4. Jordan Osborne – Longview, Texas – 24-1
Jordan Osborne is sacrificing quite a lot of fishing time – an hour or so each way – in order to get to and from his best fishing area. Once he gets there, Osborne is pretty dialed in on a section of water that, although it’s too stained for sight-fishing, is quite a bit cleaner than everything around it, which he believes is the reason for his day-one success targeting spawning bass.
“I’m not looking at anything, but I’m quite certain they’re on beds,” he says. “I’m just casting around and fishing real slow. I have seen some beds up shallow, but they’re empty.”
Tomorrow, he plans to fish the same area.
“Because of the quality of the water, I think more [spawners] will come up,” Osborne adds.
5 (tie). Randy Haynes – Counce, Tenn. – 22-8
You can’t complain a whole lot about a 22-pound, 8-ounce limit, but Randy Haynes still seemed disappointed that he didn’t bring more to the scale today.
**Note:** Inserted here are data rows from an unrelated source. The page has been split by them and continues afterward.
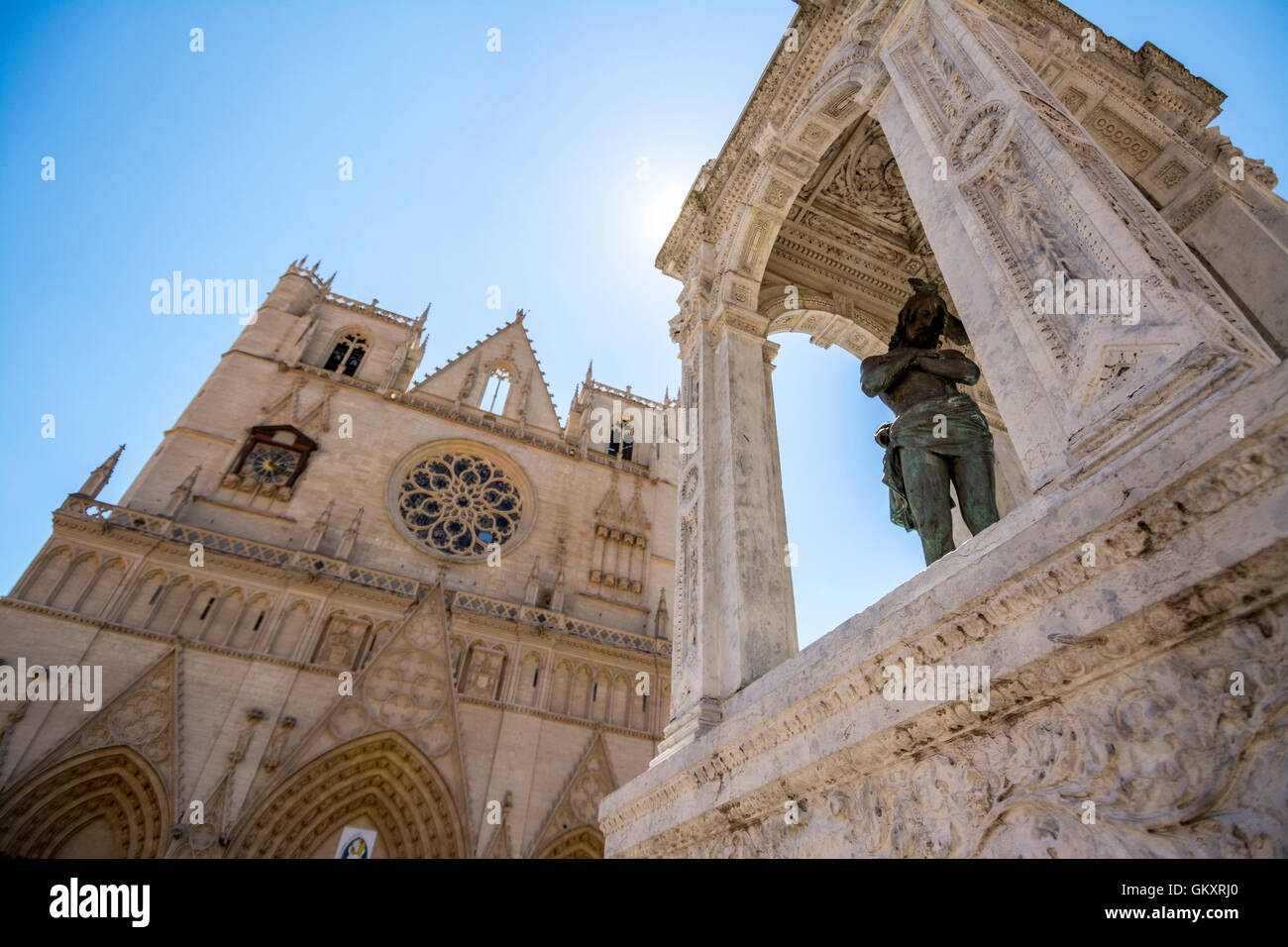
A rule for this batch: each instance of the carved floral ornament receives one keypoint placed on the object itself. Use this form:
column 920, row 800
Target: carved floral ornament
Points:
column 455, row 499
column 980, row 137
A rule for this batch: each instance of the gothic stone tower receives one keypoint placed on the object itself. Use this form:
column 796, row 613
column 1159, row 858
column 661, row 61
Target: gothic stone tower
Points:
column 336, row 599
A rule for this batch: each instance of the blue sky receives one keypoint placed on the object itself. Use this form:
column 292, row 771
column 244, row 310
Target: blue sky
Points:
column 516, row 169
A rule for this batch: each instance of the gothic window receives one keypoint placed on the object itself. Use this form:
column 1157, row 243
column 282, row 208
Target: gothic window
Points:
column 496, row 392
column 483, row 672
column 274, row 457
column 347, row 355
column 622, row 441
column 459, row 505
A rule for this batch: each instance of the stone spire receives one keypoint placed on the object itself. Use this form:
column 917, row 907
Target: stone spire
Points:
column 183, row 492
column 558, row 594
column 102, row 474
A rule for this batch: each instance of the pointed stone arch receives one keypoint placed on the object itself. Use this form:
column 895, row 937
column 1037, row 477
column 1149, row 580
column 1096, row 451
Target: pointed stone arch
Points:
column 583, row 841
column 381, row 777
column 572, row 827
column 106, row 802
column 101, row 590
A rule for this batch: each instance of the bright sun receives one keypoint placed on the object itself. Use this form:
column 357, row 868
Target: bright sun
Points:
column 661, row 209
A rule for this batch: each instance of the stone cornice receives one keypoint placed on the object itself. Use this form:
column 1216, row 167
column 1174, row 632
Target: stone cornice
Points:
column 1025, row 16
column 423, row 403
column 597, row 725
column 161, row 638
column 709, row 185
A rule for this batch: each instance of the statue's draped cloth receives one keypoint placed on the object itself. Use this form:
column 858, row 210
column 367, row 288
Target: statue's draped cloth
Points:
column 965, row 434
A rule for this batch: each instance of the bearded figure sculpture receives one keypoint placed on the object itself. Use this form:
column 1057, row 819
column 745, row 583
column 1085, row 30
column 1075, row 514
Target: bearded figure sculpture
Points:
column 938, row 436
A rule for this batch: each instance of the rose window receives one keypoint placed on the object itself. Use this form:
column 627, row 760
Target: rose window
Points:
column 459, row 504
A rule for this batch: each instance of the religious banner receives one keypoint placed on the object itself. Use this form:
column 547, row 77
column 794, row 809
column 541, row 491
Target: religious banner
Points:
column 356, row 843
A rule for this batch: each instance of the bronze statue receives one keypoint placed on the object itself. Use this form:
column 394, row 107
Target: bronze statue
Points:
column 938, row 434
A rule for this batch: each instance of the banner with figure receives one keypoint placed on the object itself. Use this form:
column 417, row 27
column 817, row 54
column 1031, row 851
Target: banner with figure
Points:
column 356, row 843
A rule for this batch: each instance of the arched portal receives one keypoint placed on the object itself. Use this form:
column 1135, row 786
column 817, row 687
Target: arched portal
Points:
column 580, row 841
column 108, row 802
column 896, row 140
column 380, row 783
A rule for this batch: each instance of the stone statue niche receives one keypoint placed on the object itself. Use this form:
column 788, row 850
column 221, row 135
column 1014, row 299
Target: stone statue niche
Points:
column 938, row 436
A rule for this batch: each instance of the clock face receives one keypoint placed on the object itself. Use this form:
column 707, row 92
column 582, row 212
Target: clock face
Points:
column 270, row 464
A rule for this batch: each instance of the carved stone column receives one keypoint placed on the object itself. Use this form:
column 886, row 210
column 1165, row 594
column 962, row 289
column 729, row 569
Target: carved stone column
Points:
column 1014, row 192
column 734, row 609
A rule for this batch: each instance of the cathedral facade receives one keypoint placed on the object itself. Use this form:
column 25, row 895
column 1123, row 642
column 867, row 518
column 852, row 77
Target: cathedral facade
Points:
column 338, row 602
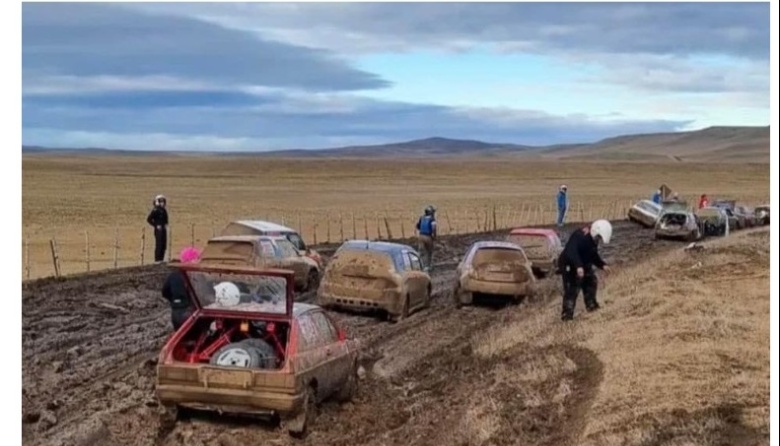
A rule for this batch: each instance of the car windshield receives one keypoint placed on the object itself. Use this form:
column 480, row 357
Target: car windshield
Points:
column 240, row 292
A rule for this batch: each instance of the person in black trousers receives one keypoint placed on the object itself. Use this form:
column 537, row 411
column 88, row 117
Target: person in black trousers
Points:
column 158, row 219
column 576, row 263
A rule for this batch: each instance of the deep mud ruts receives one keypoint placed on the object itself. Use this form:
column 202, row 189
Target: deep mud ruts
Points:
column 90, row 345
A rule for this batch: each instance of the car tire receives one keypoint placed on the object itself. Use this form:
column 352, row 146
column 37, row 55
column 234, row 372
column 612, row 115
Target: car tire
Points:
column 350, row 388
column 312, row 280
column 300, row 425
column 237, row 354
column 267, row 354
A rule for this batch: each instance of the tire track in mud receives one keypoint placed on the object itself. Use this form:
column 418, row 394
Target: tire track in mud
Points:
column 110, row 388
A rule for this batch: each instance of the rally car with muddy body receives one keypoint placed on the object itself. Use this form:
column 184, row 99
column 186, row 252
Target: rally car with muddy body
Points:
column 541, row 246
column 736, row 221
column 644, row 213
column 714, row 221
column 678, row 223
column 746, row 214
column 263, row 252
column 375, row 276
column 762, row 214
column 261, row 227
column 493, row 268
column 249, row 349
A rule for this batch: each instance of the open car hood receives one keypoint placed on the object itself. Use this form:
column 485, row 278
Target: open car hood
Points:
column 253, row 292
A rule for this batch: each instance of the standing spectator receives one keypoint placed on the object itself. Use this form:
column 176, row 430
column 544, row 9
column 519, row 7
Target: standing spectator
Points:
column 426, row 235
column 657, row 197
column 704, row 201
column 563, row 204
column 158, row 219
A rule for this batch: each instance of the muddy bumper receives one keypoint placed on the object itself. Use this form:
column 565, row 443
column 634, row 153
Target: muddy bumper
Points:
column 359, row 299
column 471, row 285
column 228, row 400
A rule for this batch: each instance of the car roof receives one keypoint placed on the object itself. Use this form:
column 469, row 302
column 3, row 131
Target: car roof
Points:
column 495, row 244
column 366, row 245
column 262, row 225
column 240, row 238
column 299, row 308
column 533, row 231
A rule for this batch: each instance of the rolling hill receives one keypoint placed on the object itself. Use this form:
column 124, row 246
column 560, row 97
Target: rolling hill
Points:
column 712, row 144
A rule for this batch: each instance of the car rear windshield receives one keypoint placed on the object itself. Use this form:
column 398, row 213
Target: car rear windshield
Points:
column 485, row 256
column 353, row 259
column 239, row 292
column 222, row 249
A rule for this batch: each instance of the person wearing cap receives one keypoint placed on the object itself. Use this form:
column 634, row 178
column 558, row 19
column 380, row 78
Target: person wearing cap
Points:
column 577, row 262
column 175, row 291
column 563, row 204
column 158, row 219
column 426, row 235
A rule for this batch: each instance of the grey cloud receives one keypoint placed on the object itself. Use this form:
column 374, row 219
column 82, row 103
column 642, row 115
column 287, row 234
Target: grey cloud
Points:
column 736, row 29
column 83, row 39
column 358, row 119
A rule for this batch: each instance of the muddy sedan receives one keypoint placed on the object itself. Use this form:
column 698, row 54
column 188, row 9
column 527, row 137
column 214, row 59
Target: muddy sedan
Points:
column 493, row 268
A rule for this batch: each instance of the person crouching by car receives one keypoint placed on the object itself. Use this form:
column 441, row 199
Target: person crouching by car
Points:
column 175, row 291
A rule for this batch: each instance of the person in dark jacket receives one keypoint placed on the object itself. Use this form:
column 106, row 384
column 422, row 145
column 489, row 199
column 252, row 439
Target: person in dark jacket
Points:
column 158, row 219
column 577, row 262
column 426, row 235
column 175, row 290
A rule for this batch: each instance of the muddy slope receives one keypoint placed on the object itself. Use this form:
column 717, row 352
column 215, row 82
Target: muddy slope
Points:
column 89, row 346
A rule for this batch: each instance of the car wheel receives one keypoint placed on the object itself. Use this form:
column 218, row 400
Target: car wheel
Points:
column 265, row 351
column 404, row 311
column 349, row 390
column 312, row 280
column 237, row 354
column 302, row 423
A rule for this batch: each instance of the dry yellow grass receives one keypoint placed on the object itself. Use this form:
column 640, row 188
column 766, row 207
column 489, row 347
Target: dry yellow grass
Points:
column 66, row 196
column 684, row 343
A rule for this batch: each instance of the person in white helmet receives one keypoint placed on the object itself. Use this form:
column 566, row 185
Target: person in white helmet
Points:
column 158, row 219
column 563, row 204
column 577, row 262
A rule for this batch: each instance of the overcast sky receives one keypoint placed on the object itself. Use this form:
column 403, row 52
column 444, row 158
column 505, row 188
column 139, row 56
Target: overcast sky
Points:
column 211, row 76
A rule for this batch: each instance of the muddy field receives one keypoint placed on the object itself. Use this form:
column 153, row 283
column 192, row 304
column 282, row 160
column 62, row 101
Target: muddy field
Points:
column 90, row 346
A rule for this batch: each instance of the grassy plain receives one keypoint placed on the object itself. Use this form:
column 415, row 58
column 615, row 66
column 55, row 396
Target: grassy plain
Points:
column 682, row 343
column 65, row 197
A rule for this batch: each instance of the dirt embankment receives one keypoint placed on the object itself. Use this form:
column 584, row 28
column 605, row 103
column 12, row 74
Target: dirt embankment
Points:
column 442, row 376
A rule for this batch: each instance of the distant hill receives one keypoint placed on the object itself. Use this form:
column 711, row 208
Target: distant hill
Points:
column 714, row 144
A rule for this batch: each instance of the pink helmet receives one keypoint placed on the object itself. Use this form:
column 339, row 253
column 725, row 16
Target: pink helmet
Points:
column 189, row 255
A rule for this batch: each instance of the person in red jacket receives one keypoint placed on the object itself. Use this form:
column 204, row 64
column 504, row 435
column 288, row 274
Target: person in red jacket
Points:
column 703, row 201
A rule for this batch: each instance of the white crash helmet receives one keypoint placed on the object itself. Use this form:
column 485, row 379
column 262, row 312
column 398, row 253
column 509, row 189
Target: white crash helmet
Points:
column 227, row 294
column 601, row 228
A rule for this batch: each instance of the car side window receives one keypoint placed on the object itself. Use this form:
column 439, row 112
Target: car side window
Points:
column 415, row 262
column 326, row 332
column 296, row 240
column 307, row 331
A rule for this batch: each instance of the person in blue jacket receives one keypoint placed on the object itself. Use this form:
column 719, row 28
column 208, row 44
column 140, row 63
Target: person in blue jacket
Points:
column 426, row 235
column 563, row 204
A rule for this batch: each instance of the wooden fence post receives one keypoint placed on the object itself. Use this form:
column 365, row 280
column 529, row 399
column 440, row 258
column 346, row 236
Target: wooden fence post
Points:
column 170, row 242
column 387, row 227
column 143, row 244
column 55, row 257
column 27, row 257
column 116, row 248
column 86, row 250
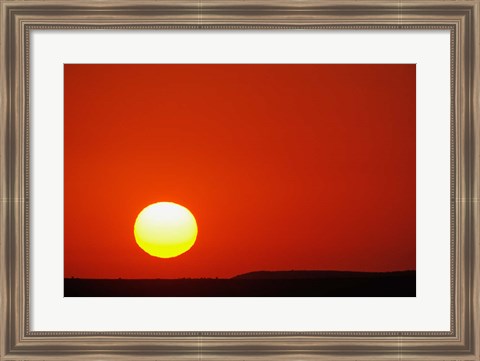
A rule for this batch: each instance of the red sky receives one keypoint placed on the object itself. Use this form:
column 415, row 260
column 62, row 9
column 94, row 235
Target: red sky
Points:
column 284, row 166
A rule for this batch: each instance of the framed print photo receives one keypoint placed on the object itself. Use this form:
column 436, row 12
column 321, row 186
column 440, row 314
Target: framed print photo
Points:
column 239, row 180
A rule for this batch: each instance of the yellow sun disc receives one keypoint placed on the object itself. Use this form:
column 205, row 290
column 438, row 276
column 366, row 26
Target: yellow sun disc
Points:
column 165, row 229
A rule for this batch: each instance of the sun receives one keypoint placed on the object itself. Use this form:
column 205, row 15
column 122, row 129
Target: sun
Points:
column 165, row 229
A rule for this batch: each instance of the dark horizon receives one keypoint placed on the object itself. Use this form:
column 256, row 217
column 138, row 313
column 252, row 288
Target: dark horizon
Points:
column 338, row 272
column 254, row 284
column 283, row 166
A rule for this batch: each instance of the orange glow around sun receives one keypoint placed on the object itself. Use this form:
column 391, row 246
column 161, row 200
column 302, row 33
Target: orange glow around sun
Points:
column 165, row 229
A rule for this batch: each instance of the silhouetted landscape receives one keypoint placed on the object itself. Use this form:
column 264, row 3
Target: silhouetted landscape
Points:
column 254, row 284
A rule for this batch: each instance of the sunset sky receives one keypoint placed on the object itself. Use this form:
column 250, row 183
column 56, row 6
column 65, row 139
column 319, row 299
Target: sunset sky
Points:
column 285, row 167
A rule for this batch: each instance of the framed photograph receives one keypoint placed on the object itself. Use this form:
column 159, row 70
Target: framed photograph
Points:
column 239, row 180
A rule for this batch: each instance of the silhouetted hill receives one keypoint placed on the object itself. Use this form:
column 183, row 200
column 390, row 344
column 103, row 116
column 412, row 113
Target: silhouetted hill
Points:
column 294, row 275
column 254, row 284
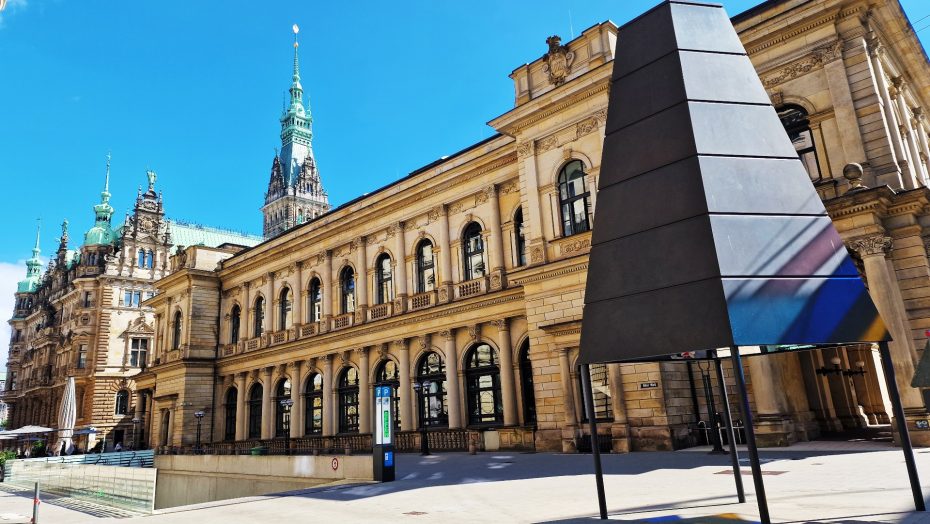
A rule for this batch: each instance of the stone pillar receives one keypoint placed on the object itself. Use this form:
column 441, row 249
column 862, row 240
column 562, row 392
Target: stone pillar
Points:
column 452, row 378
column 364, row 392
column 361, row 280
column 445, row 256
column 328, row 392
column 267, row 408
column 329, row 297
column 400, row 261
column 508, row 387
column 240, row 406
column 772, row 423
column 568, row 401
column 496, row 245
column 297, row 412
column 405, row 389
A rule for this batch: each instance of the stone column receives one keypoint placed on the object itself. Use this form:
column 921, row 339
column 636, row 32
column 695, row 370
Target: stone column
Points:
column 364, row 392
column 405, row 389
column 445, row 256
column 508, row 387
column 297, row 413
column 267, row 408
column 452, row 378
column 329, row 297
column 872, row 250
column 400, row 261
column 240, row 406
column 496, row 245
column 328, row 392
column 361, row 280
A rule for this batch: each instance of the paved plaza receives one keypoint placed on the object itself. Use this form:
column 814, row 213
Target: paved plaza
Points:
column 812, row 482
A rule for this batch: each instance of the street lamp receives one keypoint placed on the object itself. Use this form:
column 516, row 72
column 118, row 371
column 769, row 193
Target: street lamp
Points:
column 199, row 416
column 135, row 424
column 424, row 436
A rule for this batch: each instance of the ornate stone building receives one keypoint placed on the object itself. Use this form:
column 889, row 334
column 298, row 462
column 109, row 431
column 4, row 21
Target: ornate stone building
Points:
column 83, row 317
column 466, row 277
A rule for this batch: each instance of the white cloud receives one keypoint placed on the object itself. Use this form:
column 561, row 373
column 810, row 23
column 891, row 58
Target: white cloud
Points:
column 10, row 274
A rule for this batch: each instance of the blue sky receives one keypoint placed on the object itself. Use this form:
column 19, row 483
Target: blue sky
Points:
column 193, row 91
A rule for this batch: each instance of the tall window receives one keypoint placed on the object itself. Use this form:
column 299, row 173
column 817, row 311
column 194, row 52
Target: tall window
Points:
column 519, row 237
column 235, row 322
column 473, row 251
column 482, row 375
column 259, row 317
column 797, row 125
column 229, row 426
column 347, row 284
column 315, row 299
column 387, row 376
column 313, row 405
column 426, row 273
column 574, row 198
column 138, row 351
column 433, row 410
column 526, row 386
column 255, row 411
column 284, row 309
column 348, row 400
column 122, row 402
column 600, row 387
column 282, row 412
column 176, row 335
column 384, row 279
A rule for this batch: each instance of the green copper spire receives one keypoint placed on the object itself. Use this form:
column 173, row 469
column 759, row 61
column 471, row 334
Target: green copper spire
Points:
column 102, row 233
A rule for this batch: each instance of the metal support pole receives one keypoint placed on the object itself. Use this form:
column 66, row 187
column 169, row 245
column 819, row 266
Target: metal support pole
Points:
column 734, row 454
column 595, row 448
column 898, row 410
column 750, row 435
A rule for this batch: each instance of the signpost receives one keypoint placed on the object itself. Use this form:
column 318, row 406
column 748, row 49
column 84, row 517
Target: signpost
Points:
column 383, row 451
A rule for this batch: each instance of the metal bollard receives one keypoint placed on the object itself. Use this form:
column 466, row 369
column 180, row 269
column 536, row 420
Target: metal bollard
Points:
column 35, row 505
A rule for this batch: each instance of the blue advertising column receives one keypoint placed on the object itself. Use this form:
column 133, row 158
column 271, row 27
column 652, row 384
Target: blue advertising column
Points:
column 383, row 451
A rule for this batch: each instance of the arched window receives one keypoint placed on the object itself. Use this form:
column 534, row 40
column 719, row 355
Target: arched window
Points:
column 426, row 272
column 255, row 411
column 384, row 279
column 600, row 387
column 282, row 412
column 574, row 198
column 259, row 317
column 229, row 426
column 387, row 375
column 347, row 285
column 315, row 300
column 176, row 335
column 313, row 405
column 526, row 386
column 431, row 375
column 519, row 237
column 122, row 402
column 235, row 321
column 796, row 124
column 347, row 393
column 483, row 389
column 284, row 309
column 473, row 251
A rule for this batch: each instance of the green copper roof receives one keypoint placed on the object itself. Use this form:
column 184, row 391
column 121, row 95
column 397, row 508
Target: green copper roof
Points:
column 185, row 234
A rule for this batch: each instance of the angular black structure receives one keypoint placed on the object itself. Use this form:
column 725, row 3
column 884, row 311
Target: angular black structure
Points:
column 709, row 233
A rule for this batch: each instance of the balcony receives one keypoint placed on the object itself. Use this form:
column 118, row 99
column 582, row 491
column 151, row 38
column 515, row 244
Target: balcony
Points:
column 379, row 311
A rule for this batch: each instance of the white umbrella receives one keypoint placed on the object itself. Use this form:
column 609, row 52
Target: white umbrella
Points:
column 66, row 416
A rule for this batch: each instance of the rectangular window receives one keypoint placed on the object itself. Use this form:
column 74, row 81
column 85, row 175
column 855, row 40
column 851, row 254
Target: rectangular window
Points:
column 82, row 356
column 138, row 351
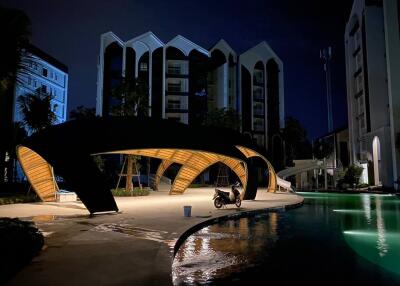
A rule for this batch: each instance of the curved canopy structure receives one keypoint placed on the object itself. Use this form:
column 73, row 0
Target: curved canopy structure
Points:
column 68, row 148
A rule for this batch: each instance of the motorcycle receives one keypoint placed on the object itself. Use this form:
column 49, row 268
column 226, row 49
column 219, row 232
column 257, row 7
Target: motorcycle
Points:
column 222, row 198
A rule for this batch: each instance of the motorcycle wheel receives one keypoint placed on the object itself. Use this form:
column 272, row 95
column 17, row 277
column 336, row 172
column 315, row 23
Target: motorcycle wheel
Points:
column 238, row 202
column 218, row 203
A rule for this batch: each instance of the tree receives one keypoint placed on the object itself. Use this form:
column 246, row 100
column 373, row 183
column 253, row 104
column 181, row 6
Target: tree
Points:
column 15, row 31
column 82, row 112
column 223, row 117
column 322, row 149
column 296, row 142
column 36, row 110
column 133, row 97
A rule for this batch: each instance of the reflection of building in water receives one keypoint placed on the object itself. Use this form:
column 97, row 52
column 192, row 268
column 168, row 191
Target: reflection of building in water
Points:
column 366, row 202
column 382, row 245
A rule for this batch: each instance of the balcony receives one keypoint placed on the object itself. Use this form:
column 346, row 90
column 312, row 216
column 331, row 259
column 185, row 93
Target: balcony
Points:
column 174, row 87
column 258, row 112
column 259, row 125
column 173, row 105
column 258, row 95
column 258, row 81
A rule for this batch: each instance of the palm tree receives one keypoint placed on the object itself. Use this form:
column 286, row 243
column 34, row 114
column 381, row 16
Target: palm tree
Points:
column 133, row 97
column 82, row 112
column 15, row 31
column 36, row 110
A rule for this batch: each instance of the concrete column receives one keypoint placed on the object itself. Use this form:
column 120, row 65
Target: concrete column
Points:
column 150, row 79
column 393, row 70
column 325, row 175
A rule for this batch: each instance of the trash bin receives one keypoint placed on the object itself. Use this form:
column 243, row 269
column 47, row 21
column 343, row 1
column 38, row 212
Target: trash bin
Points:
column 187, row 211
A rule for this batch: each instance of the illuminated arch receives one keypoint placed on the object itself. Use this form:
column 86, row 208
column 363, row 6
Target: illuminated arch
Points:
column 69, row 148
column 272, row 184
column 39, row 173
column 193, row 163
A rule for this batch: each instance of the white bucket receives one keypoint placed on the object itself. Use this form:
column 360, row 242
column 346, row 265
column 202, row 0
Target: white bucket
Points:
column 187, row 211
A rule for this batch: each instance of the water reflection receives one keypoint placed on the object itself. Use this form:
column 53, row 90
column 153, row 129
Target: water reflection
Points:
column 356, row 236
column 219, row 251
column 371, row 228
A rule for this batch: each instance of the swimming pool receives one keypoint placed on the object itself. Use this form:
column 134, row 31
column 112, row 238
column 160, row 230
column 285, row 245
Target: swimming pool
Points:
column 332, row 239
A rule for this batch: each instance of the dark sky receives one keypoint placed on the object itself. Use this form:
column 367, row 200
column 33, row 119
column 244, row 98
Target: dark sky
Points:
column 295, row 29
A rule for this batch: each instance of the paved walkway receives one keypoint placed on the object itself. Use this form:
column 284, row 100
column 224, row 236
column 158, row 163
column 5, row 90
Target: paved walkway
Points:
column 134, row 247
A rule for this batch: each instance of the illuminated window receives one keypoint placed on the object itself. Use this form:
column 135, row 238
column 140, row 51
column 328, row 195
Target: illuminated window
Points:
column 143, row 67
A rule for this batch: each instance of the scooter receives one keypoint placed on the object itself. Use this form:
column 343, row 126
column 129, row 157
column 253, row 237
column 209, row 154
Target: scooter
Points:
column 222, row 198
Haynes says he never really could get dialed in, particularly in the morning, and wound up fishing a mix of tactics both in and out.
“I went out this morning and missed the early bite,” he says. “Then I just got one or two good bites.”
Throughout the day, Haynes noticed that the fish in his area were just starting to come up, and he even spotted some schooling activity. They’re not spawning in numbers on the bank yet – at least not where he’s fishing – but Haynes expects even more fish to move up in the coming days. Interestingly, he actually blamed the nice weather for some of his frustrations. According to Haynes, if the temperature would fall and the water would cool back down to prime spawning range, a big wave would possibly move up.
“I think these guys are making a mistake thinking most of these fish are done [spawning],” Haynes says. “I think most of these fish are still coming.”
Haynes has a late check-in time on Friday, so he plans to bounce around and fish a similar mix of spawning areas and offshore spots to maintain his spot within cut range.
5 (tie). Harry Moore – Valley, Ala. – 22-8
Tied with Haynes for the fifth-place spot is Alabama pro Harry Moore, who camped in one primary area for the entire first day. Moore did have to share his water with young gun Jared McMillan, but it’s a big area, and Moore believes there’s a solid population of fish there to sustain him until the weekend.
Moore says that in practice he was catching small fry-guarding male bass, but this morning he landed several larger male bass that had moved into the area. Then in the afternoon, and for the first time this week, he started hooking into spawning females. Because of the change, he believes he’s on the right track in his money spot, and the fishing could continue to improve.
“They live there,” he says, “but they’re just starting to move up. Around 11 is when the big bass started to bite.”